David Rientjes wrote:
> On Fri, 15 Jan 2016, Tetsuo Handa wrote:
> 
> > Leaving a system OOM-livelocked forever is very very annoying thing.
> 
> Agreed.
> 
> > My goal is to ask the OOM killer not to toss the OOM killer's duty away.
> > What is important for me is that the OOM killer takes next action when
> > current action did not solve the OOM situation.
> > 
> 
> What is the "next action" when there are no more processes on your system, 

Just call panic(), as with select_bad_process() from out_of_memory() returned
NULL.

> or attached to your memcg hierarchy, that are killable?

I think we have nothing to do for mem_cgroup_out_of_memory() case.



> The final solution may combine both approaches, which are the only real 
> approaches on how to make forward progress.  We could first try allowing 
> temporary access to memory reserves when a livelock has been detected, 
> similar to my patch, and then fallback to killing additional processes 
> since the oom reaper should be able to at least free some of that memory 
> immediately, if it fails.

If we can agree on combining both approaches, I'm OK with it.
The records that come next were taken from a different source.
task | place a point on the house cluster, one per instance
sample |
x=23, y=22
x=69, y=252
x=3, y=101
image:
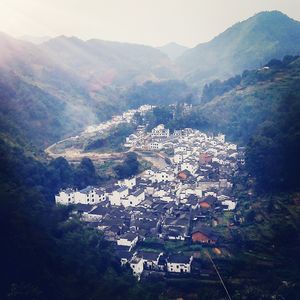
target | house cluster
x=126, y=117
x=184, y=201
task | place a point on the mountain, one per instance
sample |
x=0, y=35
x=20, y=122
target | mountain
x=101, y=63
x=245, y=45
x=37, y=40
x=240, y=110
x=53, y=90
x=173, y=50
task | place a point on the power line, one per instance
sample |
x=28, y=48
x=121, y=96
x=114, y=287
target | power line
x=219, y=275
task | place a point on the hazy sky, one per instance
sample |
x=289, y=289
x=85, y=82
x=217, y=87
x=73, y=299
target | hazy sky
x=151, y=22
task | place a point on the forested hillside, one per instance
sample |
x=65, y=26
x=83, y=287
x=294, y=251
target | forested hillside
x=246, y=45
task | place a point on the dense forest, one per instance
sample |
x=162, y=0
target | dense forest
x=47, y=253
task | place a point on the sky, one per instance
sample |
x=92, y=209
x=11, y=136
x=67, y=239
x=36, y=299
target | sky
x=149, y=22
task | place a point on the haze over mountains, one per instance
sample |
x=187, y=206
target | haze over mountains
x=245, y=45
x=56, y=88
x=173, y=50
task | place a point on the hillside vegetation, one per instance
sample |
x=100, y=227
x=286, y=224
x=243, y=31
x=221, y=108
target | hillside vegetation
x=246, y=45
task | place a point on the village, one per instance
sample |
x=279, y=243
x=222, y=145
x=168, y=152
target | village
x=184, y=201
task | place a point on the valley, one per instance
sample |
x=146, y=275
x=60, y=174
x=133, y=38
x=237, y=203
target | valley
x=130, y=171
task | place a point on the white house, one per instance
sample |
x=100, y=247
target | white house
x=137, y=266
x=116, y=196
x=129, y=182
x=128, y=239
x=154, y=145
x=88, y=195
x=230, y=204
x=189, y=166
x=160, y=132
x=179, y=264
x=163, y=176
x=65, y=197
x=134, y=199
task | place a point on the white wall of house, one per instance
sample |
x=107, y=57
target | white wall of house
x=128, y=243
x=179, y=267
x=137, y=266
x=64, y=198
x=130, y=182
x=114, y=198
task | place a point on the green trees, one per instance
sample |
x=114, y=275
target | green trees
x=129, y=167
x=45, y=254
x=272, y=154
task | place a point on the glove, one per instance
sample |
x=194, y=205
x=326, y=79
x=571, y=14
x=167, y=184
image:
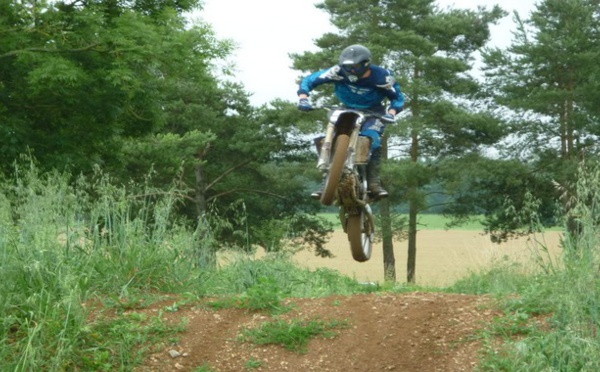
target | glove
x=388, y=118
x=304, y=105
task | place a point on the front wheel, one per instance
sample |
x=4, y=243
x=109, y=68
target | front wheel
x=336, y=167
x=361, y=232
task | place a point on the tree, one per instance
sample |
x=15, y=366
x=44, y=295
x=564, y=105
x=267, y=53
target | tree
x=548, y=78
x=432, y=51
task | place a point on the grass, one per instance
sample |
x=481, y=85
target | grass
x=293, y=335
x=65, y=245
x=427, y=222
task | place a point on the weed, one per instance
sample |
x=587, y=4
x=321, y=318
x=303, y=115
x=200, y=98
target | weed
x=293, y=335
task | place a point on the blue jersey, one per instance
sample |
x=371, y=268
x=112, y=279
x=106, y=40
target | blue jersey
x=364, y=93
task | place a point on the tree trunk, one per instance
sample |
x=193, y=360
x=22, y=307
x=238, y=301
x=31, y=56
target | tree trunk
x=413, y=210
x=389, y=261
x=207, y=255
x=411, y=262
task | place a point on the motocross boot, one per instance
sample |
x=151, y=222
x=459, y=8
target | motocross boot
x=317, y=193
x=374, y=179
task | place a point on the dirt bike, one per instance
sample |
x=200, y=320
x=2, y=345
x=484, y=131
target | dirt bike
x=343, y=157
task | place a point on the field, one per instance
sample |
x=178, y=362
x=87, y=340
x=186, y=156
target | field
x=443, y=256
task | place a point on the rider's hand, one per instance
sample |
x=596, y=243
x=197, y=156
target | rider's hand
x=304, y=104
x=389, y=118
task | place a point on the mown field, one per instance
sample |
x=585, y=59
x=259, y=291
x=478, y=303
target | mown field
x=443, y=256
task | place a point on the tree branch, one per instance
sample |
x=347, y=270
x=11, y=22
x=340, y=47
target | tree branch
x=44, y=50
x=246, y=189
x=227, y=172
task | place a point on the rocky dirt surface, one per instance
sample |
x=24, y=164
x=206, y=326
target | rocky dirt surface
x=382, y=332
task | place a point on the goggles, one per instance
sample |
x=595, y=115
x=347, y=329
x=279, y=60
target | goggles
x=355, y=68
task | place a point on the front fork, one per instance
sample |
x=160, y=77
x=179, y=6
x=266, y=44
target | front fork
x=325, y=152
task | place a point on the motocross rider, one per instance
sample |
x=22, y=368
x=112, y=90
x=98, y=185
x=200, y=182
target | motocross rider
x=360, y=85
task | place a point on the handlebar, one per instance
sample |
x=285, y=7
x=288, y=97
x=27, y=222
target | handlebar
x=364, y=112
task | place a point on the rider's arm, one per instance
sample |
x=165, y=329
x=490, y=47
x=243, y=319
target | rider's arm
x=317, y=78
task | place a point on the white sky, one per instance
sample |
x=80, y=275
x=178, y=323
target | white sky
x=266, y=31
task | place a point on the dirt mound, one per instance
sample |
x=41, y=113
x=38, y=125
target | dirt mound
x=383, y=332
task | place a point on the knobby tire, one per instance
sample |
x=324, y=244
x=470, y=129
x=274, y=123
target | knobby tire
x=360, y=235
x=336, y=167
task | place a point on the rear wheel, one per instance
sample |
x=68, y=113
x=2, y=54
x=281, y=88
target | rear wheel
x=360, y=229
x=336, y=167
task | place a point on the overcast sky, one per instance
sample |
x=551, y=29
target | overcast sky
x=266, y=31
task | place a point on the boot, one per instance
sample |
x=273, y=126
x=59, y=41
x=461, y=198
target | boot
x=317, y=193
x=374, y=180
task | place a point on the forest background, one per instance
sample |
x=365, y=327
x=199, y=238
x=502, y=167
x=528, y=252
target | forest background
x=135, y=92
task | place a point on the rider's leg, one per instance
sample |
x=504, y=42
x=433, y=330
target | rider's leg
x=374, y=130
x=317, y=193
x=374, y=177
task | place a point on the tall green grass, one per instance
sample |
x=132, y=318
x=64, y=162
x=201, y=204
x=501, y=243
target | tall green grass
x=64, y=242
x=551, y=315
x=71, y=249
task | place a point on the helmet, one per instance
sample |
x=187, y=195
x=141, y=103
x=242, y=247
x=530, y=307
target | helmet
x=355, y=60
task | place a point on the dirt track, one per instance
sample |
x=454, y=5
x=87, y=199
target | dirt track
x=386, y=332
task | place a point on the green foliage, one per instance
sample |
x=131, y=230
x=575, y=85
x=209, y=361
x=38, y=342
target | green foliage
x=62, y=243
x=293, y=335
x=122, y=342
x=76, y=80
x=551, y=316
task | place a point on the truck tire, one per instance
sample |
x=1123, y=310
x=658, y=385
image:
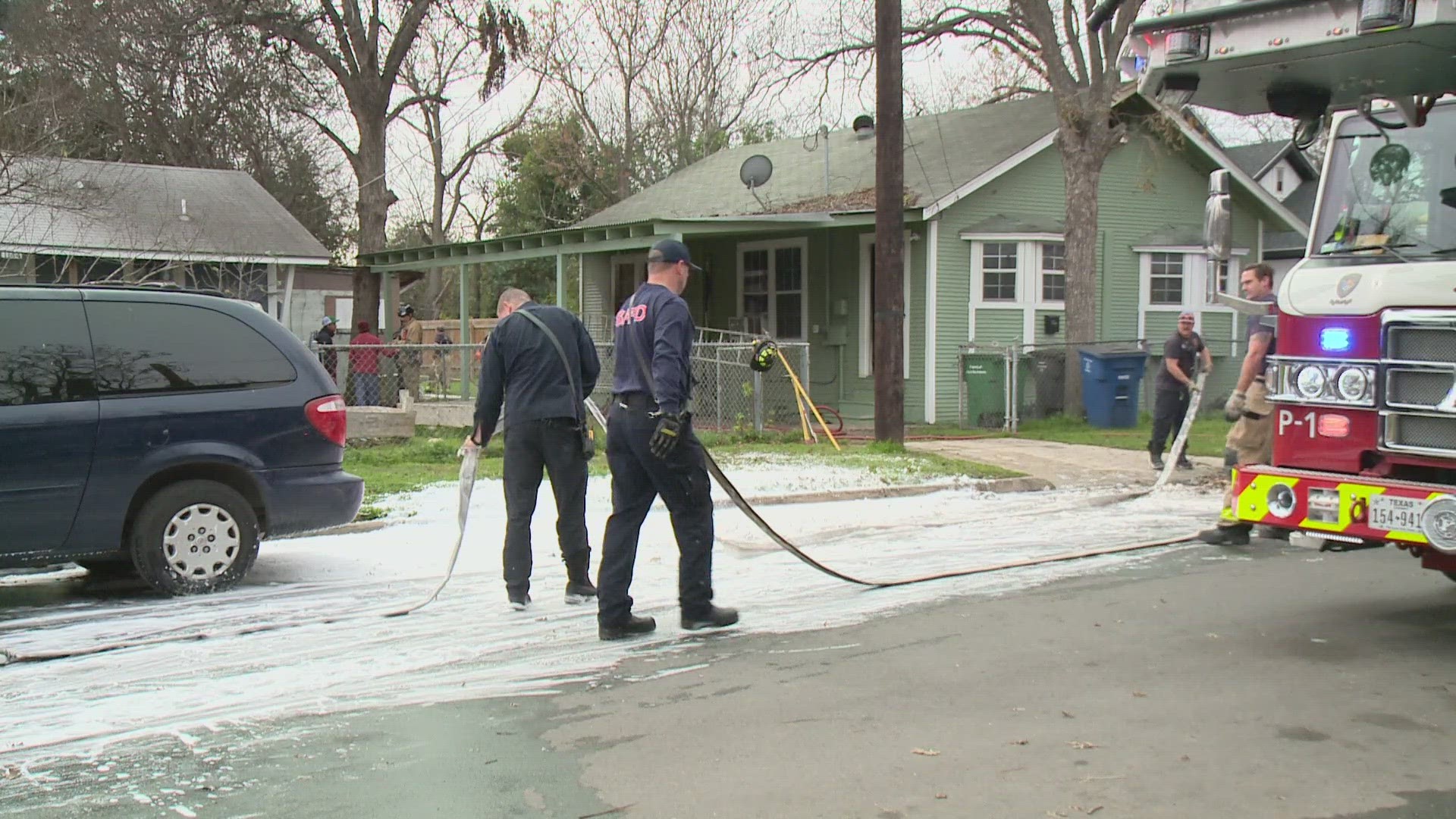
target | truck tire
x=194, y=538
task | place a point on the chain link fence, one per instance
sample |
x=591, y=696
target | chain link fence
x=1003, y=387
x=727, y=392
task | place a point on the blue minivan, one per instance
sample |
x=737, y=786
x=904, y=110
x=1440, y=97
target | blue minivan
x=162, y=433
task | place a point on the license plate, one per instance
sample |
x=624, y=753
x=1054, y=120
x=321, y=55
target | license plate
x=1397, y=513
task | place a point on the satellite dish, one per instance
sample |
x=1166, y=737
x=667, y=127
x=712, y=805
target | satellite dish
x=756, y=171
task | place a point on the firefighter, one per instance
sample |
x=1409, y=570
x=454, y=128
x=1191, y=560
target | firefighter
x=1251, y=441
x=410, y=333
x=653, y=450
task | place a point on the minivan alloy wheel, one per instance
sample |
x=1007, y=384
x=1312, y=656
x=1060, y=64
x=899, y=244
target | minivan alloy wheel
x=201, y=541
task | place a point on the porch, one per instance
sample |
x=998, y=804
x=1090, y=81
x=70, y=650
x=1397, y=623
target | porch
x=802, y=279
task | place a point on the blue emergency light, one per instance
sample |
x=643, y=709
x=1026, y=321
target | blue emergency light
x=1335, y=340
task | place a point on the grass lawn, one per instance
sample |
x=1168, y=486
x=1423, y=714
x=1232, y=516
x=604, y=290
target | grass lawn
x=430, y=458
x=1206, y=436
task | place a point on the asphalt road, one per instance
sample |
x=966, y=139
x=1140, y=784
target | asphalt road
x=1266, y=681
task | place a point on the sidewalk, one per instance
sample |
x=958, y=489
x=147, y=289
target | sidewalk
x=1069, y=465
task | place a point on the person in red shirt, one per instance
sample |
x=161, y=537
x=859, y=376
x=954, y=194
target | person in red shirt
x=364, y=366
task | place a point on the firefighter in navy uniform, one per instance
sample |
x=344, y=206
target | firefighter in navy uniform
x=653, y=450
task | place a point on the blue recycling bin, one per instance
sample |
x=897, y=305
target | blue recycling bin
x=1110, y=379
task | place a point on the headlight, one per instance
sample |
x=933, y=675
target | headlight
x=1353, y=384
x=1310, y=381
x=1280, y=500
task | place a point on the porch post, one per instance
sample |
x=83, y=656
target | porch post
x=465, y=338
x=287, y=299
x=561, y=280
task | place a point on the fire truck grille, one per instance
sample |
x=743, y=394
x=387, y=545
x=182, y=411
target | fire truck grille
x=1421, y=431
x=1421, y=344
x=1419, y=388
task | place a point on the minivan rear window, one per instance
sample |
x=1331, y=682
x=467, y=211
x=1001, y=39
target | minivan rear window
x=152, y=347
x=44, y=353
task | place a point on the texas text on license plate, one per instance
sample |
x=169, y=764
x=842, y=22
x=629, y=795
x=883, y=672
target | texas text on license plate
x=1397, y=513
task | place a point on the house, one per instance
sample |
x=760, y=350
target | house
x=1291, y=175
x=72, y=221
x=984, y=222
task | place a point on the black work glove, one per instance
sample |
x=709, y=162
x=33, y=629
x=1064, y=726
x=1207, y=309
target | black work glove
x=667, y=435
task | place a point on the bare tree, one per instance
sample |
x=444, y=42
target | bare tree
x=1049, y=38
x=598, y=60
x=441, y=64
x=362, y=47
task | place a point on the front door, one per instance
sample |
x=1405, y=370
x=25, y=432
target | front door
x=49, y=419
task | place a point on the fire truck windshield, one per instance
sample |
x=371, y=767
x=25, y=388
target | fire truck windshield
x=1391, y=193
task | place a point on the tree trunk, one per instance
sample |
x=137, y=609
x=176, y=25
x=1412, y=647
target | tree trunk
x=375, y=200
x=1084, y=171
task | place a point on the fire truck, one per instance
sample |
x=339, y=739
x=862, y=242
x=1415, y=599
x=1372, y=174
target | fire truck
x=1363, y=382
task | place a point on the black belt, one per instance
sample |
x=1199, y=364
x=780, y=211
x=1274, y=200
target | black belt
x=638, y=401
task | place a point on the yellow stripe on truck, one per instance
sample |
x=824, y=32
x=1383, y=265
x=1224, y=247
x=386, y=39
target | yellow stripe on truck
x=1254, y=500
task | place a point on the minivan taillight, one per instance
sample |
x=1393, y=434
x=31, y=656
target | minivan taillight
x=329, y=416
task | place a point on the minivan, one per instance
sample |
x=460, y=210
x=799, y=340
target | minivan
x=161, y=431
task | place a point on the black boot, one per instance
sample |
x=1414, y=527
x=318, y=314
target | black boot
x=579, y=579
x=520, y=598
x=712, y=617
x=1237, y=535
x=631, y=627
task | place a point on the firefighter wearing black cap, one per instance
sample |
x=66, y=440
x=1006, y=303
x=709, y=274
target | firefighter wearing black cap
x=653, y=450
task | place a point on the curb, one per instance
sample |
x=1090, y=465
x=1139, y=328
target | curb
x=347, y=529
x=999, y=485
x=1024, y=484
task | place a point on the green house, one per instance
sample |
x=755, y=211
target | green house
x=984, y=213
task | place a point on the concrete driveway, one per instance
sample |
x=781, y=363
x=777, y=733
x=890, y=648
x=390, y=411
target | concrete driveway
x=1069, y=464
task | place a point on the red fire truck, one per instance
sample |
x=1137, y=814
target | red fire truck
x=1365, y=375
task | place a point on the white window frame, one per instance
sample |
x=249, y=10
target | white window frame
x=802, y=243
x=1028, y=279
x=867, y=309
x=639, y=260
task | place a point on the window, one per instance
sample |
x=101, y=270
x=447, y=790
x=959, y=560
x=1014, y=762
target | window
x=772, y=287
x=153, y=347
x=44, y=353
x=1165, y=279
x=999, y=271
x=867, y=306
x=1053, y=271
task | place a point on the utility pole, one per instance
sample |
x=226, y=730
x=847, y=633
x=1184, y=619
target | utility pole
x=890, y=203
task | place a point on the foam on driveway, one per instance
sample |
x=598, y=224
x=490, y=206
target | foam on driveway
x=471, y=645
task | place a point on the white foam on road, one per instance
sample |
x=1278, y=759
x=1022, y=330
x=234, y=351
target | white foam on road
x=469, y=645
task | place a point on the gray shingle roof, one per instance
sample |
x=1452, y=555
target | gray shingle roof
x=121, y=210
x=943, y=153
x=1257, y=156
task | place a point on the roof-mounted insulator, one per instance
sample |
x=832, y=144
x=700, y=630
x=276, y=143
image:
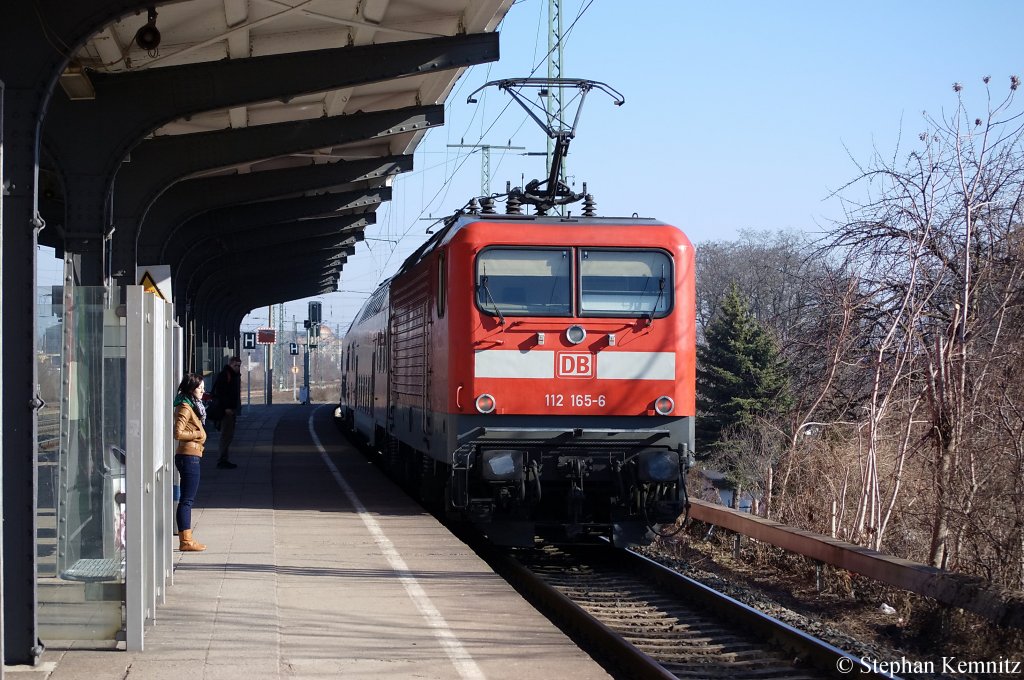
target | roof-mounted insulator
x=589, y=206
x=513, y=206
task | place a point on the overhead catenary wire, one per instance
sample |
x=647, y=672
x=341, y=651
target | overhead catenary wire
x=462, y=158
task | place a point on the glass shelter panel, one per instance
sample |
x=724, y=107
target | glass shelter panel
x=625, y=283
x=521, y=282
x=81, y=466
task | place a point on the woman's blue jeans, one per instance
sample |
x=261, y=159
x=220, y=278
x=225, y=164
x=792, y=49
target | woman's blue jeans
x=188, y=472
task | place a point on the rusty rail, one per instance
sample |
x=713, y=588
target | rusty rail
x=1001, y=606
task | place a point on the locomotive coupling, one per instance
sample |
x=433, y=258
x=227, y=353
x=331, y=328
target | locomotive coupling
x=503, y=465
x=657, y=465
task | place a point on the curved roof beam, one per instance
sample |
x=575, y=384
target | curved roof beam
x=194, y=197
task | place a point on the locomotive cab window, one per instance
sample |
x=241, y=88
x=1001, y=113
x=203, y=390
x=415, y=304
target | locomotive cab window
x=635, y=283
x=521, y=282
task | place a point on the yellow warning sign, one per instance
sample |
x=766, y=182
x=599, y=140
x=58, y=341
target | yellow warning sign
x=150, y=286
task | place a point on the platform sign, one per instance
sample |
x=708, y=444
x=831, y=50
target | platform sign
x=266, y=336
x=156, y=279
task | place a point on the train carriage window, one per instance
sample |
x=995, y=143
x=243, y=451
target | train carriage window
x=636, y=283
x=441, y=285
x=524, y=282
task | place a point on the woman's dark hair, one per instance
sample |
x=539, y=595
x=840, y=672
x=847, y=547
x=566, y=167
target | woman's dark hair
x=188, y=384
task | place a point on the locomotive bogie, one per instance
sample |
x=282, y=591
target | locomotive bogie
x=538, y=373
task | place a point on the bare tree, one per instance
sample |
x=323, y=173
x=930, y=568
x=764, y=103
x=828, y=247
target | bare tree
x=938, y=251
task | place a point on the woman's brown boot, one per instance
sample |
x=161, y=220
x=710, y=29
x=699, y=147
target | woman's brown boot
x=186, y=544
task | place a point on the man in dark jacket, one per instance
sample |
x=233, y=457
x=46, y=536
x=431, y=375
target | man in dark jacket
x=227, y=392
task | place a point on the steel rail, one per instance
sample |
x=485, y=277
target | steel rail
x=817, y=652
x=623, y=654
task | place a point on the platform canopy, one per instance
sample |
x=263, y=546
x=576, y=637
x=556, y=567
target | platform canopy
x=246, y=143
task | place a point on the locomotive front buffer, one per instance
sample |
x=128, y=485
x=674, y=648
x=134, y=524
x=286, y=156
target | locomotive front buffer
x=569, y=484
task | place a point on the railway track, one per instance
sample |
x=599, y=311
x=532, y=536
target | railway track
x=651, y=622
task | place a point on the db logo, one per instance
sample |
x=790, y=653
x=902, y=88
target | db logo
x=574, y=366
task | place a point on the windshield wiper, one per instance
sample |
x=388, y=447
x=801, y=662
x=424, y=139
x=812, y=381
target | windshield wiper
x=649, y=315
x=486, y=291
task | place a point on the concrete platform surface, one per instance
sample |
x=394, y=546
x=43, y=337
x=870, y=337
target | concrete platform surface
x=317, y=566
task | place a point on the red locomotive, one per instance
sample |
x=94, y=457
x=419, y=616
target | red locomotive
x=534, y=373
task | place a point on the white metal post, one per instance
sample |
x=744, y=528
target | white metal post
x=134, y=444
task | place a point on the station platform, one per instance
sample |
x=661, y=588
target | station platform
x=316, y=566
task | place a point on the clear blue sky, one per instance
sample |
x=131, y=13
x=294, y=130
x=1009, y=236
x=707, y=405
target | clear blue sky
x=737, y=115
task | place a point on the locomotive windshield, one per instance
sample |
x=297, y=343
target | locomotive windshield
x=521, y=282
x=625, y=283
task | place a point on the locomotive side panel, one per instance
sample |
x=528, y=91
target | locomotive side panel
x=411, y=353
x=365, y=369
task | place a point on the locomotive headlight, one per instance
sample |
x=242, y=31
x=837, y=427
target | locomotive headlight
x=502, y=465
x=576, y=334
x=657, y=466
x=485, y=404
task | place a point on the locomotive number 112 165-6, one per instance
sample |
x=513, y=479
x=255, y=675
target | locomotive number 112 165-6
x=574, y=400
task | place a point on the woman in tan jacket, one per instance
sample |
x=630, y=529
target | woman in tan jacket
x=188, y=420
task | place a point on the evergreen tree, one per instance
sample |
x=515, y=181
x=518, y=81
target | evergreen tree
x=740, y=374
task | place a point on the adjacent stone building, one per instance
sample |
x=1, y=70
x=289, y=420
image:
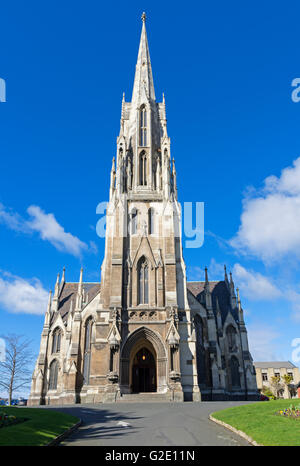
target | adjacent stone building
x=143, y=328
x=266, y=370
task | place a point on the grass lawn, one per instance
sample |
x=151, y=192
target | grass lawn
x=42, y=426
x=258, y=420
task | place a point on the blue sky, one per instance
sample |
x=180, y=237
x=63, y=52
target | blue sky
x=226, y=69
That will keep
the OOM reaper simple, for the OOM reaper will not need to clear TIF_MEMDIE
flag which is unfriendly for wait_event() in oom_killer_disable(), and the
OOM reaper will not need to care about situations where TIF_MEMDIE flag is
set when it is not safe to reap.

What we need to do before "fallback to killing additional processes" is
make sure that the OOM killer won't select processes which already have
TIF_MEMDIE flag, as with SysRq-f case.

> 
> However, I think the best course of action at the moment is to review and 
> get the oom reaper merged, if applicable, since it should greatly aid this 
> issue and then look at livelock issues as they arise once it is deployed.  
> I'm not enthusiastic about adding additional heuristics and tunables for 
> theoretical issues that may arise, especially considering the oom reaper 
> is not even upstream.
> 

We already know there is a flaw. For example,

	if (current->mm &&
	    (fatal_signal_pending(current) || task_will_free_mem(current))) {
		mark_oom_victim(current);
		return true;
	}

in out_of_memory() omits sending SIGKILL to processes sharing same memory
when current process received SIGKILL by now (but that SIGKILL was not sent
by oom_kill_process()) or current thread is exiting normally, which can result
in problems which "Kill all user processes sharing victim->mm in other thread
groups, if any." tried to avoid. And the OOM reaper does not help because the
OOM reaper does not know whether it is safe to reap memory used by current
thread.

I think we should decide what to do for managing (or papering over) such
corner cases before we get the OOM reaper merged. I'm OK with combination of
your global access to memory reserves and my OOM killer re-enabling.